Un vasto territorio
Una de las patrias más frecuentadas por Emilio Lledó es la del lenguaje, y dentro de esta la región de la escritura: de sus solitarios ‘paseos’ por ella se ofrece aquí una breve muestra
Un profesor de instituto de una ciudad manchega, buen amigo de Emilio Lledó aunque treinta años más joven que él, suele recomendar a sus alumnos de Bachillerato que busquen en internet un programa de Televisión Española llamado ‘Pienso, luego existo’ donde entrevistan al pensador. Quienes han seguido su recomendación nunca se han arrepentido de ello. Esa pieza de la televisión de apenas 30 minutos ha sido, paradójicamente, la extraña puerta por la que muchos de esos alumnos han llegado a los libros de Lledó.
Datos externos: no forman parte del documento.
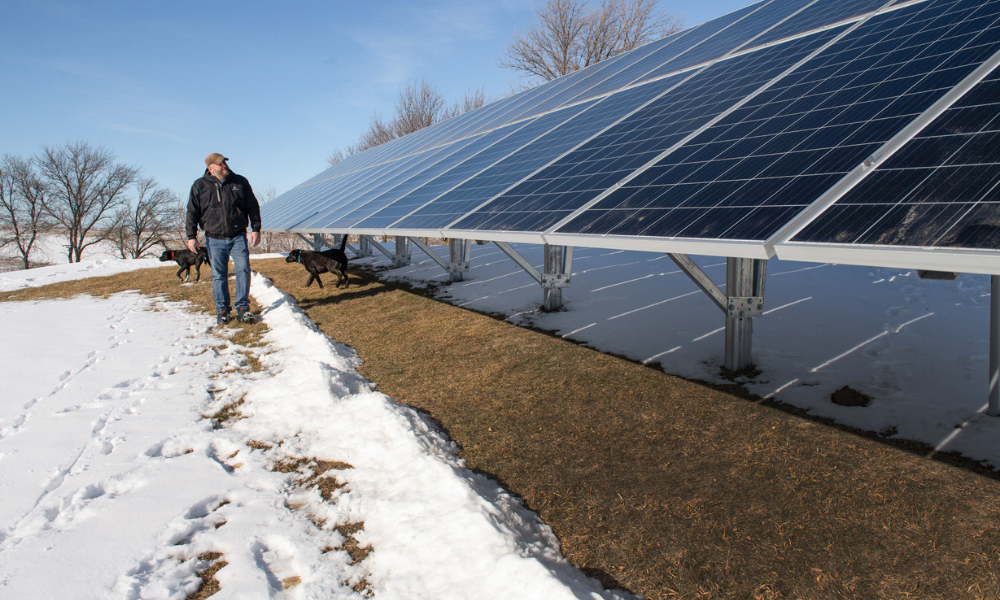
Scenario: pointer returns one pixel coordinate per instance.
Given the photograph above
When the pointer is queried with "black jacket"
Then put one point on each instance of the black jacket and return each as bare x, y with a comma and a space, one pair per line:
222, 208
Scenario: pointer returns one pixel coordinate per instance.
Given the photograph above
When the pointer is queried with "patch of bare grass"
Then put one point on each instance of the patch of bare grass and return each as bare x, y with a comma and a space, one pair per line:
209, 584
663, 486
667, 487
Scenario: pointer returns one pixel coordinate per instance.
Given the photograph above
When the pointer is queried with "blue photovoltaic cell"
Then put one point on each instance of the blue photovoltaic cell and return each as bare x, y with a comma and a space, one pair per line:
494, 146
615, 73
746, 176
819, 14
399, 201
404, 169
464, 156
524, 162
940, 190
582, 175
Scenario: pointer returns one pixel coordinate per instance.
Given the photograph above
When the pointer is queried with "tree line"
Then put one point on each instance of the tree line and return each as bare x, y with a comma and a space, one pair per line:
83, 193
566, 35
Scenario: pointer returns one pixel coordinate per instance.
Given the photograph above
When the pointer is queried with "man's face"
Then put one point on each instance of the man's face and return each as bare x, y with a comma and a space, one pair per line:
219, 170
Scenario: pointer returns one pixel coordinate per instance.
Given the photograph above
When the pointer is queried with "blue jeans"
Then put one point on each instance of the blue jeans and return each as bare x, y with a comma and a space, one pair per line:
219, 252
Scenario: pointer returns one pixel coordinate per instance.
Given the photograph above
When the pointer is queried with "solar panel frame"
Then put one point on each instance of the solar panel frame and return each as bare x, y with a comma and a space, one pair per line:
362, 173
966, 260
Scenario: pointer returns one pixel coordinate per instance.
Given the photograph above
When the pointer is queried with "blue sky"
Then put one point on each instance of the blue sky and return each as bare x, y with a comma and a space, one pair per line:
275, 86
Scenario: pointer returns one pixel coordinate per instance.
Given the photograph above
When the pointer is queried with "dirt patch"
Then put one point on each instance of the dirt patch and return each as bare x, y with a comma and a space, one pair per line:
846, 396
658, 485
663, 486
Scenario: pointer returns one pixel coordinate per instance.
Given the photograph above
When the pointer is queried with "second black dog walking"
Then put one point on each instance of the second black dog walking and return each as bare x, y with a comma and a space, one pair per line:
333, 261
187, 259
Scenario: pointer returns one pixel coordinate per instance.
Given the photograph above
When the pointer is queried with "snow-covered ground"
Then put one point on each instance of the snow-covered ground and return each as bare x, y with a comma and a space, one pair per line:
112, 484
919, 348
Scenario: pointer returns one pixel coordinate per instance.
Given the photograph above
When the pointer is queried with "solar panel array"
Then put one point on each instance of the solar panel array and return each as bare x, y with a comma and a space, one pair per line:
854, 130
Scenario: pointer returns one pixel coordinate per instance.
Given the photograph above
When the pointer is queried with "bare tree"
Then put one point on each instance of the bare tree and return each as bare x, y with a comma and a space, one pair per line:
472, 100
418, 105
567, 36
84, 189
22, 215
147, 223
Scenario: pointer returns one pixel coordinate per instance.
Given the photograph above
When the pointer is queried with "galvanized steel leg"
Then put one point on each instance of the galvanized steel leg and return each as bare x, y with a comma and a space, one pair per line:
459, 252
558, 265
993, 408
403, 252
745, 292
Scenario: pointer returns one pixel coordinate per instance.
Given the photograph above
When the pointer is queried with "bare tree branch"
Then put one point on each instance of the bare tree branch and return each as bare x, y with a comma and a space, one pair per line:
84, 189
141, 226
418, 105
567, 37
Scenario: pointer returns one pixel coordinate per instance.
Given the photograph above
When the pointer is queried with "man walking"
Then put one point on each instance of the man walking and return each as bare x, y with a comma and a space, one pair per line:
223, 204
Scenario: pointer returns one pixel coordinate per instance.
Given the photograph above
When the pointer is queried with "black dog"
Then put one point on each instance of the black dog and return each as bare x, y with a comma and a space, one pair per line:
187, 259
333, 261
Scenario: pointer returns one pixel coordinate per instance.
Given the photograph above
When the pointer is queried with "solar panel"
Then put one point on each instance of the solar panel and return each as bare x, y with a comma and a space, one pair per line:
459, 201
689, 102
940, 190
739, 137
527, 134
747, 175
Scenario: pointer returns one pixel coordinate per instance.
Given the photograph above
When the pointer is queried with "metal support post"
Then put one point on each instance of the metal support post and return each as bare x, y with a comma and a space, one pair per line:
459, 252
373, 244
557, 269
993, 408
430, 253
745, 295
403, 252
318, 240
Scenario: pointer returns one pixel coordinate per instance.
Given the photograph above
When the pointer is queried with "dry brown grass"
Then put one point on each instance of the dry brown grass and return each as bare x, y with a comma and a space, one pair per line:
666, 487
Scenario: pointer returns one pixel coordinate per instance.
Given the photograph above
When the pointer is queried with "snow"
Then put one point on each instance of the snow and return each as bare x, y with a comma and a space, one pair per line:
113, 483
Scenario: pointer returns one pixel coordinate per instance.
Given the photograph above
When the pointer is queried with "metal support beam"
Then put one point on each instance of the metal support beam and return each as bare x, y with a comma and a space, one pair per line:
318, 241
457, 264
745, 295
403, 252
364, 246
701, 280
557, 267
520, 260
427, 250
558, 264
993, 408
367, 240
459, 255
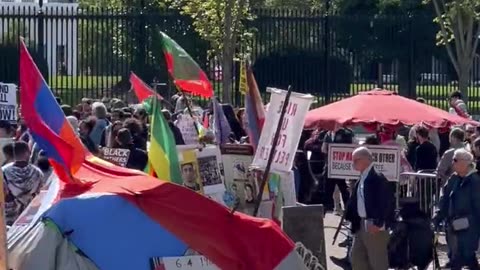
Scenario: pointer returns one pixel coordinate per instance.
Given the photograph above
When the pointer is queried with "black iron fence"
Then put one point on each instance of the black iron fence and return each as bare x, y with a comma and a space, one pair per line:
90, 53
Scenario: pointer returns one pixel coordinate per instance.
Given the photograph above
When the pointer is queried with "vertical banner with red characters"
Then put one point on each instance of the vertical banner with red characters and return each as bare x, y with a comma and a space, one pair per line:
290, 132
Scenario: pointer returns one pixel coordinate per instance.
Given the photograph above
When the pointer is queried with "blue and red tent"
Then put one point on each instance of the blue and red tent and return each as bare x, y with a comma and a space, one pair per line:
119, 218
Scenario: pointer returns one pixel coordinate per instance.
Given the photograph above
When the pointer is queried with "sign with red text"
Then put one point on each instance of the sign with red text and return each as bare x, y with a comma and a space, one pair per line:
290, 131
340, 164
195, 262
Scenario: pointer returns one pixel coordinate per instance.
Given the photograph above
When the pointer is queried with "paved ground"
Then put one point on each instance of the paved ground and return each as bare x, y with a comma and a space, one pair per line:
331, 222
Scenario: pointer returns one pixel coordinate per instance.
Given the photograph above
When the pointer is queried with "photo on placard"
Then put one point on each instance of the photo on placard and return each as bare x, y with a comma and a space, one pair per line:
189, 176
189, 168
209, 172
240, 168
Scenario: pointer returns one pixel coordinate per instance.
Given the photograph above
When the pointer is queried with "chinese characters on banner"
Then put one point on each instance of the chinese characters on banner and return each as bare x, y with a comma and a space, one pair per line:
340, 163
8, 102
290, 131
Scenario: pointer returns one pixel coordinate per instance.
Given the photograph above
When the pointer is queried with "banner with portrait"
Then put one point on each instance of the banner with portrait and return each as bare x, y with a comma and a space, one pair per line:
187, 157
209, 170
239, 181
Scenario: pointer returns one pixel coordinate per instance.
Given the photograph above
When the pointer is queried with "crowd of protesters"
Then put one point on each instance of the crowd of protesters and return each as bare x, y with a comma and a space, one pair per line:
105, 123
453, 154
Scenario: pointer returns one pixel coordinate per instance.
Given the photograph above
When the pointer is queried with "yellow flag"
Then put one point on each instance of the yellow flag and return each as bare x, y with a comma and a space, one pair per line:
243, 78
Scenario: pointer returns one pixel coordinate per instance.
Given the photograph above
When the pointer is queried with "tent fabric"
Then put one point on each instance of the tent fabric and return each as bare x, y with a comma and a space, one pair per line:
380, 107
119, 229
293, 261
44, 247
231, 241
201, 223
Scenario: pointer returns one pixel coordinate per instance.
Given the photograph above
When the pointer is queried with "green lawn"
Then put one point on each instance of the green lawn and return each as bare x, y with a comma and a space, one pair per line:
83, 82
73, 88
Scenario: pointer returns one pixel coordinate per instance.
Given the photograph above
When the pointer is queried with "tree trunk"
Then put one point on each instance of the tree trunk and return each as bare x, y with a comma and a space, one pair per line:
404, 80
228, 49
464, 78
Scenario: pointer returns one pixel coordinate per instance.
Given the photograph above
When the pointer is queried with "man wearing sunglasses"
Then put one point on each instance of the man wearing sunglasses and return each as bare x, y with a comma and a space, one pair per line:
370, 211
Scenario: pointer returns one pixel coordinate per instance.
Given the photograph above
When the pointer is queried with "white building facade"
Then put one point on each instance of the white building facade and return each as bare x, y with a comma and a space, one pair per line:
60, 38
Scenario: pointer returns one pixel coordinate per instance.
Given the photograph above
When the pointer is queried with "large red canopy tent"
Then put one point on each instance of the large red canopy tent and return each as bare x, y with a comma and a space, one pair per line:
383, 107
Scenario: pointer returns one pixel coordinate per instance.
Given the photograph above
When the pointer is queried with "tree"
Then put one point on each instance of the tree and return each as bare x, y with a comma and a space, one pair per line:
459, 33
221, 23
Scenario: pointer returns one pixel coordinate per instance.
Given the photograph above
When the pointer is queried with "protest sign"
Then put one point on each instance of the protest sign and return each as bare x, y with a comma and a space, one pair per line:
29, 217
290, 131
187, 157
340, 163
186, 124
3, 142
196, 262
236, 159
118, 156
209, 170
8, 102
3, 228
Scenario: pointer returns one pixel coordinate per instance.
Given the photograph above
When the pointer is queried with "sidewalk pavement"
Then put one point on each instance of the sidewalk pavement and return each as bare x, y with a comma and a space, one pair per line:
331, 222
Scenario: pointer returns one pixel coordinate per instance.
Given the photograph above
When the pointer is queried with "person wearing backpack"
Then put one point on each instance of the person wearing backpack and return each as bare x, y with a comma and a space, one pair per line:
22, 182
A la filosofía por la televisión. El autor de El surco del tiempo ha dicho en alguna ocasión que nunca ha creído que una imagen valga más que mil palabras, pero no por ello se ha mostrado apocalíptico ante la proliferación incontenible de imágenes que la tecnología de nuestro tiempo arroja cada día al ciberespacio. Precisamente, una de las cualidades del pensamiento escrito y la palabra hablada de Emilio Lledó es la ausencia premeditada de énfasis, y todo presagio apocalíptico lo es.Lledó es un pensador tranquilo, de llanuras más que de abismos o despeñaderos. Su pensamiento fluye sin prisas como los meandros de un río en la planicie y tiene la virtud de apaciguar más que exaltar: apaciguar en el buen sentido de la palabra, apaciguar en el sentido en que lo hace la lectura de un libro que nos inmoviliza en el sillón.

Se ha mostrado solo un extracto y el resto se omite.